Tuning in: How to implement successful digital listening
Modern customers know what they want and expect you to provide it. It’s time for marketers to start listening to what customers are telling you. In our increasingly digitalised world this means engaging in digital listening. Conor Lynch and Faith Johnstone from Connector.ie report how this is best done
13 August 2014
Digital listening means locating and analysing what is being said about your company online. Ideally, marketers should tune in to as many platforms as their customers are on to get a full, balanced report of how their company is viewed.
Getting started with digital listening can intimidate even veteran marketers, but there are some simple steps you can follow.
1. Define your personas
Creating personas which represent your ‘typical’ customers is the best place to start. Generating personas, finding out about their likes, dislikes, occupation, geographical location and more allows you to understand your customers, find trends in what similar people are saying about you and address their needs or concerns accordingly.

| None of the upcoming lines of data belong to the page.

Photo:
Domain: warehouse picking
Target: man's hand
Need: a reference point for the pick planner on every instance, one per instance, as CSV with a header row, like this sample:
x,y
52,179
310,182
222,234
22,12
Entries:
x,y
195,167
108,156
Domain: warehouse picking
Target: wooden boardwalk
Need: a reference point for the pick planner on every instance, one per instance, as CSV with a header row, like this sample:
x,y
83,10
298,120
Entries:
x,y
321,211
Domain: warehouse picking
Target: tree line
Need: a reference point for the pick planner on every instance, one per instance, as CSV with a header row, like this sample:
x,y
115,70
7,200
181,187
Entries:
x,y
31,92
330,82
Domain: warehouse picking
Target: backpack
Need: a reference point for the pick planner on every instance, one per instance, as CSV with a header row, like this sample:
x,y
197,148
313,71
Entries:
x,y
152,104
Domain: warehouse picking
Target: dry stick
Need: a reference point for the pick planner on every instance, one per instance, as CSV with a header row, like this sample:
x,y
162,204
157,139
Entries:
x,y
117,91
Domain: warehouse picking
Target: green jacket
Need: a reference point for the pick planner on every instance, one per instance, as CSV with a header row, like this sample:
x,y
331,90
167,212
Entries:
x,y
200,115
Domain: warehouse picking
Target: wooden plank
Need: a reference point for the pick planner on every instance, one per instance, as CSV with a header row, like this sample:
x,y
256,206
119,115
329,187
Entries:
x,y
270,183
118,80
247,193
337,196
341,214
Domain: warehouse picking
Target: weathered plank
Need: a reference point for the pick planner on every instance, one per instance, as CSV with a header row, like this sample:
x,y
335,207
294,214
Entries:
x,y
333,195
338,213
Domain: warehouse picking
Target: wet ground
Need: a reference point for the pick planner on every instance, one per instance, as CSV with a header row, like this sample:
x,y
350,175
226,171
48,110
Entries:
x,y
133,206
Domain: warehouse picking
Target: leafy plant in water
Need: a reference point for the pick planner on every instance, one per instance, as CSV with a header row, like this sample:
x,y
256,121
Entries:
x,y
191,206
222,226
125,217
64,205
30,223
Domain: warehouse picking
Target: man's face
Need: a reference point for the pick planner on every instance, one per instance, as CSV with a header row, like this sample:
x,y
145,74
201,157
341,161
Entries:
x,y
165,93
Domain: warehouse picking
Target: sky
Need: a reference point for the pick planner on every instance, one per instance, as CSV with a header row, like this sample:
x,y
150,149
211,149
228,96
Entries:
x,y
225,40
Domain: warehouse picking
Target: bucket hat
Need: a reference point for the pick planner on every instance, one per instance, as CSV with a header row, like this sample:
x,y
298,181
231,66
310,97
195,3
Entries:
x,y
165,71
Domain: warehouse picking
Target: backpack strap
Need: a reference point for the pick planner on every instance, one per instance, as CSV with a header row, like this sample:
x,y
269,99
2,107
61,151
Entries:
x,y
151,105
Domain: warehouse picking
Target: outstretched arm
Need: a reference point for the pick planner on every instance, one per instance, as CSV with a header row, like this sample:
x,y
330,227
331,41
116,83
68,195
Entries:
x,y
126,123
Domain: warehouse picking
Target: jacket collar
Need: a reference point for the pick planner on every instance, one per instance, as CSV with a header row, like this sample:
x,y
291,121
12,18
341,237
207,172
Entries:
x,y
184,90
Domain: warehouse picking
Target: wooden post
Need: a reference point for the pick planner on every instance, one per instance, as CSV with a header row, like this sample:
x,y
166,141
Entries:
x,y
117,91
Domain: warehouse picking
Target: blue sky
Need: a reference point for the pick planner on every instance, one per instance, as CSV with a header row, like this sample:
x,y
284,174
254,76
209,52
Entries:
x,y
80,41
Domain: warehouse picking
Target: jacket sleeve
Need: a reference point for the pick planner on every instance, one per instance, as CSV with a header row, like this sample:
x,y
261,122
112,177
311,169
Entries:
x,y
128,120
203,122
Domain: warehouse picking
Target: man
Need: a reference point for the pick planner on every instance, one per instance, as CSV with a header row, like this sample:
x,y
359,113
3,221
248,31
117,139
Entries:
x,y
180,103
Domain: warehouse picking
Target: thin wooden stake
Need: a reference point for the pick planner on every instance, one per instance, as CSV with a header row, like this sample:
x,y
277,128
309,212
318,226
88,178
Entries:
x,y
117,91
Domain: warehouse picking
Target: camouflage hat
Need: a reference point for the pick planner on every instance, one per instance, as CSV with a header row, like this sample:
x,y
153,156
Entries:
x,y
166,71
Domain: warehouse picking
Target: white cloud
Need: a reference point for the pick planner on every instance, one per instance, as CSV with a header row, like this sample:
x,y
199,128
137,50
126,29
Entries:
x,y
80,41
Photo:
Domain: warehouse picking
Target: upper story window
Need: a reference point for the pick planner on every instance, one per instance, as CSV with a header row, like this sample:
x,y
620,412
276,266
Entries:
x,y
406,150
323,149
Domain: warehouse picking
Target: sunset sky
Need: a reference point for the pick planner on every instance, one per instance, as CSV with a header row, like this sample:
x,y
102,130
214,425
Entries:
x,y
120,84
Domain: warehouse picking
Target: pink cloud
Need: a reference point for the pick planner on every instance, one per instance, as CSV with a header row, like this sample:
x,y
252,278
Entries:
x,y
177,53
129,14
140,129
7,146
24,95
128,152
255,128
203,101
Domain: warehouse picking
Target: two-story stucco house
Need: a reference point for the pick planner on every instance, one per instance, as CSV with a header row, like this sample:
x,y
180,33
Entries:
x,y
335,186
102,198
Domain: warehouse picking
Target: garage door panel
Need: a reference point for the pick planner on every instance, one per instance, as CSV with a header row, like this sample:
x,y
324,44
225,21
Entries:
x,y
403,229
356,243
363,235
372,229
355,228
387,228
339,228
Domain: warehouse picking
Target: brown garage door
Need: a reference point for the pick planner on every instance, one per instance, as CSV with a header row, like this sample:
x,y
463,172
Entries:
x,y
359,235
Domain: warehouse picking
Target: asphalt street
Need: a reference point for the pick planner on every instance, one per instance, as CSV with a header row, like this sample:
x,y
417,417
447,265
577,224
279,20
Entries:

2. Find where your customers are online
Are you a B2B organisation? Your clients might be on business oriented LinkedIn. Targeting millennials? They’re usually on Facebook or Instagram. Finding where your customers are engaging online will give you a clearer focus and allow you to adopt better digital listening tools.
3. Use listening tools
For the sake of simplicity and your sanity, you should use digital listening tools to tune in to your customers and ensure success. Comprehensive tools like Sprout Social or Brandwatch are great but expensive, so they might not be suitable for smaller businesses. For them, tools like the free version of Hootsuite, Tweetdeck, Klout and Social Mention may be better options.
4. Collect data
There are lots of different ways to collect data, including:
– Keyword tracking
– Setting up Google alerts for your brand
– Identifying brand advocates and influencers
– Identifying brand sentiment
– Social media metrics
– Data on your competitors
– Determining your Klout score
Gathering as much data as you can to begin with will give you a clearer picture of your brand, helping you set better long and short term goals.
5. Define your goals and analyse your data
To accurately analyse data it’s imperative to define your goals for digital listening.
– Want to increase Twitter engagement? Then thousands of followers don’t matter if none of them engage with you.
– Looking for Facebook ad conversions? Make sure your ads and landing pages are optimised.
– Aiming for great customer service? If your reps are getting negative feedback online, it might be time to retrain them.
There are an endless number of goals you could have – it’s up to you to decide which ones are the most important for your business.
6. Address issues and implement changes
After analysing your data, you should have a clear picture of what needs to be changed.
Some key takeaways when it comes to making changes based on digital listening are:
– Address comments
Whether positive or negative, all comments should be addressed. Thanking customers for pleasant comments will foster positive brand sentiment while addressing a negative comment or customer concern will show that you care. Almost half of those who leave a query or comment expect a response in an hour or less. Deleting negative comments will reflect poorly on your brand. Try to deal with them, not hide them.
– Always improve for the customer
If a customer raises a problem or suggests an improvement, take them seriously. Don’t make arbitrary changes to your website or service. Listen to the customer and make decisive changes based on fact, not fiction.
– Reassess in six months
The digital landscape and customer expectations are always evolving, so you can be sure that in six months time, there will be another tweak to make. Ensure you keep on top of your listening tools and analytics to make identifying and implementing necessary changes easy.
If you’re worried about mishearing your customers or nervous about potential digital disasters, remember that this can mostly be avoided by remembering not to treat digital listening like traditional marketing. Instead of trying to guess or tell your customer what you can do for them, listen to what it is they want you to do and act on that.
In every business of every size at every level the message is the same: listen, listen again, listen some more then alter your service accordingly. Your customers will thank you.